— В нашем фильме подобные страсти вам не грозят. Роль бывшей домовладелицы для вас будет сущий пустяк, — успокоил Крейцманис. — К примеру, попробуйте произнести такую реплику: «Как вспомню свой первый бал в этом зале!.. Высший свет города!.. Даже капитанш не пускали на порог...»
— Неправда! — запротестовала Зандбург. — Мой покойный в ту пору ходил всего вторым штурманом, но я не пропускала ни одного званого вечера.
— Еще бы! Вашему папаше принадлежала оптовая торговля и трехэтажный дом на Гертрудинской, — вмешался в разговор стоявший рядом старичок.
— Как не совестно говорить такие вещи, товарищ Тимрот! Мой отец обанкротился еще в тридцать первом году и потом до самой смерти работал простым судебным исполнителем.
— Бог дал, бог и взял, — прочувствованно заметил Тимрот.
— Лилия, глядите-ка, вот он, наш проповедник-баптист! О лучшем просто грех мечтать! — восторгался режиссер. — Снимайте, что вы глаза вылупили... Такая везуха прямо с самого утра. Янсон, запишите адреса и паспортные данные.

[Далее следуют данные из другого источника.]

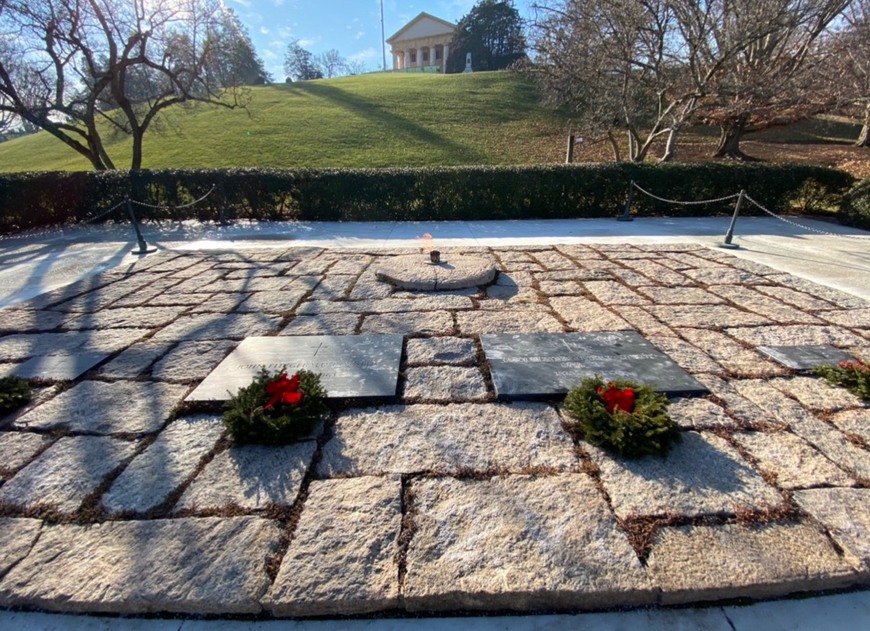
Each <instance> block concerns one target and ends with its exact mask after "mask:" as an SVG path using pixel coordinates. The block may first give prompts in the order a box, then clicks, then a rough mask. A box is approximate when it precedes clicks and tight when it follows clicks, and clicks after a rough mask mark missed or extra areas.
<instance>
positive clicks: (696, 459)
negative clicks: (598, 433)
mask: <svg viewBox="0 0 870 631" xmlns="http://www.w3.org/2000/svg"><path fill="white" fill-rule="evenodd" d="M682 437H683V440H682V442H681V443H677V444H676V445H675V446H674V447H673V449H672V450H671V452H670V453H669V454H668V456H667V457H666V458H659V457H656V456H645V457H643V458H638V459H634V460H630V459H625V458H620V457H616V456H610V455H608V454H606V453H605V452H604V451H602V450H601V449H599V448H597V447H593V446H591V445H587V444H584V445H583V447H584V449H586V450H588V451H589V454H590V456H591V457H592V460H593V461H594V462H595V463H596V464H597V465H598V467H599V469H600V470H601V481H602V483H603V484H604V489H605V490H606V491H607V493H608V494H609V495H610V499H611V504H612V506H613V512H614V513H616V515H617V516H618V517H620V518H623V519H625V518H627V517H638V516H645V515H682V516H686V517H694V516H698V515H711V514H712V515H731V514H734V511H735V509H736V508H737V507H738V506H742V507H745V508H750V509H764V508H768V507H771V506H778V505H779V504H781V503H782V502H783V498H782V496H781V495H780V494H779V492H777V490H776V489H775V488H773V487H772V486H770V485H768V484H767V483H766V482H765V481H764V480H763V479H762V477H761V475H759V473H758V472H756V471H755V470H754V469H752V467H751V466H749V464H748V463H747V462H746V461H744V460H743V458H742V457H741V456H740V454H739V453H738V452H737V450H736V449H734V447H732V446H731V445H729V444H728V442H727V441H725V440H724V439H722V438H719V437H718V436H714V435H712V434H710V433H709V432H701V433H697V432H683V434H682Z"/></svg>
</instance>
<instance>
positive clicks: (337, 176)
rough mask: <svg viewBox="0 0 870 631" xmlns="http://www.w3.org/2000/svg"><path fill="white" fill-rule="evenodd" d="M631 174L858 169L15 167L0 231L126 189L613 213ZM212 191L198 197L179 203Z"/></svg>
mask: <svg viewBox="0 0 870 631" xmlns="http://www.w3.org/2000/svg"><path fill="white" fill-rule="evenodd" d="M631 181H635V182H636V183H637V184H638V185H639V186H641V187H643V188H645V189H646V190H649V191H650V192H652V193H654V194H656V195H657V196H660V197H664V198H668V199H673V200H680V201H692V200H704V199H715V198H720V197H725V196H727V195H732V194H735V193H737V192H738V191H739V190H740V189H745V190H746V191H747V192H748V193H749V194H750V195H751V196H752V198H753V199H755V200H756V201H758V202H759V203H760V204H762V205H764V206H765V207H767V208H769V209H771V210H787V209H789V208H791V206H792V204H793V202H794V200H795V199H796V198H797V197H800V195H801V191H802V190H804V191H805V190H806V186H805V184H806V183H807V182H810V181H811V182H813V184H812V189H813V195H814V196H816V197H821V198H824V199H828V198H830V197H831V196H833V197H835V198H836V199H837V200H839V196H840V195H841V194H842V193H843V192H844V191H845V190H847V189H848V187H849V186H850V185H851V184H852V182H853V178H852V176H850V175H849V174H848V173H845V172H843V171H837V170H835V169H828V168H823V167H811V166H804V165H771V164H664V165H653V164H627V163H619V164H570V165H538V166H516V167H487V166H471V167H434V168H421V169H401V168H394V169H321V170H305V169H301V170H294V171H289V170H282V169H165V170H160V171H147V170H146V171H138V172H126V171H104V172H76V173H17V174H9V175H0V232H2V231H6V232H9V231H12V230H21V229H26V228H33V227H39V226H45V225H52V224H64V223H75V222H80V221H85V220H88V219H91V218H94V217H96V216H98V215H100V213H101V211H104V210H106V209H109V208H112V207H113V206H115V205H116V204H118V203H120V202H123V201H124V199H125V198H126V197H128V196H129V197H130V198H131V199H133V200H136V201H139V202H143V203H145V204H148V206H138V205H137V206H135V210H136V213H137V215H138V216H139V217H140V218H142V219H146V220H183V219H198V220H201V221H206V220H208V221H229V220H233V219H252V220H266V221H273V220H292V219H301V220H306V221H419V220H427V221H437V220H478V219H557V218H577V217H615V216H617V215H618V214H620V213H621V211H622V209H623V207H624V205H625V201H626V197H627V195H628V190H629V183H630V182H631ZM209 191H211V194H209V195H208V196H207V197H206V198H205V199H203V200H202V201H201V202H199V203H197V204H195V205H192V206H186V205H187V204H190V203H191V202H193V201H195V200H198V199H199V198H201V197H202V196H203V195H205V194H206V193H208V192H209ZM796 196H797V197H796ZM804 196H805V195H804ZM180 206H186V207H182V208H179V207H180ZM733 208H734V203H733V200H729V201H725V202H718V203H714V204H709V205H674V204H665V203H662V202H659V201H657V200H655V199H653V198H650V197H648V196H646V195H640V194H638V195H635V197H634V204H633V210H634V214H636V215H639V216H651V215H662V214H665V215H670V216H696V215H698V214H726V213H730V212H731V211H732V210H733ZM745 208H746V212H747V213H751V212H754V211H753V209H752V208H751V207H745ZM759 212H760V211H759ZM109 219H111V220H118V219H120V220H122V221H126V209H125V208H124V207H123V205H122V206H121V207H120V208H119V209H118V210H117V211H115V212H113V213H111V214H109V215H108V216H107V217H105V218H104V219H103V220H109Z"/></svg>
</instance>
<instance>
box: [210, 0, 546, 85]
mask: <svg viewBox="0 0 870 631" xmlns="http://www.w3.org/2000/svg"><path fill="white" fill-rule="evenodd" d="M224 3H225V4H226V6H228V7H230V8H231V9H233V11H235V12H236V14H237V15H238V16H239V19H240V20H241V22H242V24H244V25H245V27H247V29H248V32H249V33H250V35H251V40H252V41H253V42H254V48H256V50H257V53H258V54H259V55H260V57H261V58H262V59H263V61H264V62H265V64H266V70H268V71H269V72H271V73H272V75H273V77H274V79H275V81H278V82H282V81H283V80H284V77H285V74H284V53H285V51H286V50H287V46H288V45H289V44H290V43H291V42H293V41H296V40H300V43H301V44H302V46H303V47H304V48H306V49H308V50H310V51H311V52H312V53H315V54H317V53H323V52H325V51H327V50H330V49H332V48H335V49H336V50H338V52H340V53H341V55H342V56H343V57H347V58H349V59H353V60H357V61H362V62H363V63H365V65H366V66H367V68H368V69H369V70H379V69H380V68H381V66H382V64H383V55H382V53H381V50H382V40H381V8H380V6H381V5H380V0H224ZM475 4H476V0H384V31H385V35H386V37H390V36H391V35H392V34H393V33H395V32H396V31H398V30H399V29H400V28H402V27H403V26H404V25H405V24H406V23H407V22H408V21H409V20H411V19H412V18H413V17H415V16H416V15H418V14H419V13H420V12H421V11H425V12H427V13H431V14H432V15H435V16H437V17H439V18H442V19H445V20H449V21H450V22H454V23H455V22H457V21H459V19H460V18H462V16H464V15H466V14H467V13H468V12H469V10H470V9H471V7H473V6H474V5H475ZM528 4H529V2H527V1H526V0H516V2H515V3H514V5H515V6H516V7H517V9H518V10H519V12H520V15H522V16H523V17H526V16H527V12H528V11H527V6H528ZM391 64H392V61H391V59H390V54H389V50H388V51H387V65H388V67H389V66H390V65H391Z"/></svg>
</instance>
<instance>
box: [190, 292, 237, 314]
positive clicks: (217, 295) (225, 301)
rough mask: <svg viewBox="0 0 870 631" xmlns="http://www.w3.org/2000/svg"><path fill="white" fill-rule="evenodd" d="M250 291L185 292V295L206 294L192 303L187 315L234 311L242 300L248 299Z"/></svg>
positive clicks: (218, 312)
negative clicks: (205, 296)
mask: <svg viewBox="0 0 870 631" xmlns="http://www.w3.org/2000/svg"><path fill="white" fill-rule="evenodd" d="M250 295H251V293H250V292H240V293H236V294H185V296H207V298H206V299H205V300H202V301H200V302H199V304H197V305H194V306H193V307H191V308H190V310H189V311H188V315H196V314H203V313H220V314H223V313H230V312H231V311H234V310H235V309H236V308H237V307H238V306H239V305H240V304H242V302H244V301H245V300H247V299H248V296H250Z"/></svg>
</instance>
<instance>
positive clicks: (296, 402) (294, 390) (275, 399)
mask: <svg viewBox="0 0 870 631" xmlns="http://www.w3.org/2000/svg"><path fill="white" fill-rule="evenodd" d="M266 394H267V395H269V396H270V397H271V398H270V399H269V402H268V403H267V404H266V405H264V406H263V410H270V409H272V406H274V405H275V404H276V403H283V404H285V405H296V404H297V403H299V402H300V401H301V400H302V393H301V392H299V375H293V377H291V378H290V379H287V373H286V372H285V373H281V376H280V377H278V378H277V379H275V380H274V381H270V382H269V383H267V384H266Z"/></svg>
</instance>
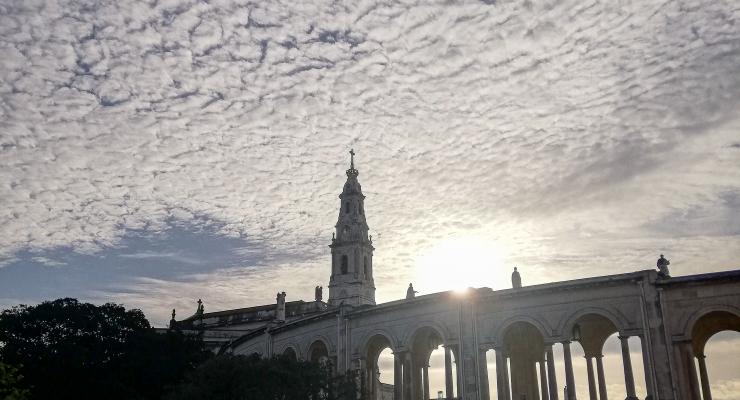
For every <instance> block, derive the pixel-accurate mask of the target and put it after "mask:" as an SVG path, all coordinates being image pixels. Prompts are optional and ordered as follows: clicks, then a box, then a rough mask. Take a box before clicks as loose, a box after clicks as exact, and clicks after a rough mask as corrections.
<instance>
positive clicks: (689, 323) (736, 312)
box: [676, 304, 740, 340]
mask: <svg viewBox="0 0 740 400" xmlns="http://www.w3.org/2000/svg"><path fill="white" fill-rule="evenodd" d="M718 311H724V312H727V313H729V314H732V315H734V316H736V317H740V308H738V307H735V306H731V305H727V304H716V305H711V306H706V307H702V308H699V309H697V310H696V311H694V312H693V313H691V314H689V315H688V316H686V317H685V318H684V319H683V321H682V322H681V323H680V324H679V327H680V330H681V331H680V332H676V334H677V336H678V335H680V336H681V339H686V340H692V339H693V329H694V327H695V326H696V323H697V322H698V321H699V320H700V319H701V318H702V317H704V316H705V315H706V314H709V313H712V312H718Z"/></svg>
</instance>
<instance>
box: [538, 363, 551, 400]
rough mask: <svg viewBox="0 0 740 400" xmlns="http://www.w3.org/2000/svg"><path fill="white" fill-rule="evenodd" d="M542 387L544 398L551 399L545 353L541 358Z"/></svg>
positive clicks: (545, 399)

— Я? — выдохнул Тимрот. — Зачем вы вводите меня в соблазн? Ведь в писании сказано: бесчестье — удел того, кто гонится за благами на этом свете.
— Прекрасно! — Дунце опустила камеру. — Благодарю вас, достаточно. Я смотрю, вы уже начинаете вживаться в роль.
— В какую роль?
— В образ брата Сигизмунда, — пояснил Крейцманис. — Есть у нас по сценарию один такой святоша.
— Господи, не дай взять грех на душу... Я хотел сказать... Нельзя ли сыграть кого-нибудь еще? Ближе к трудящимся...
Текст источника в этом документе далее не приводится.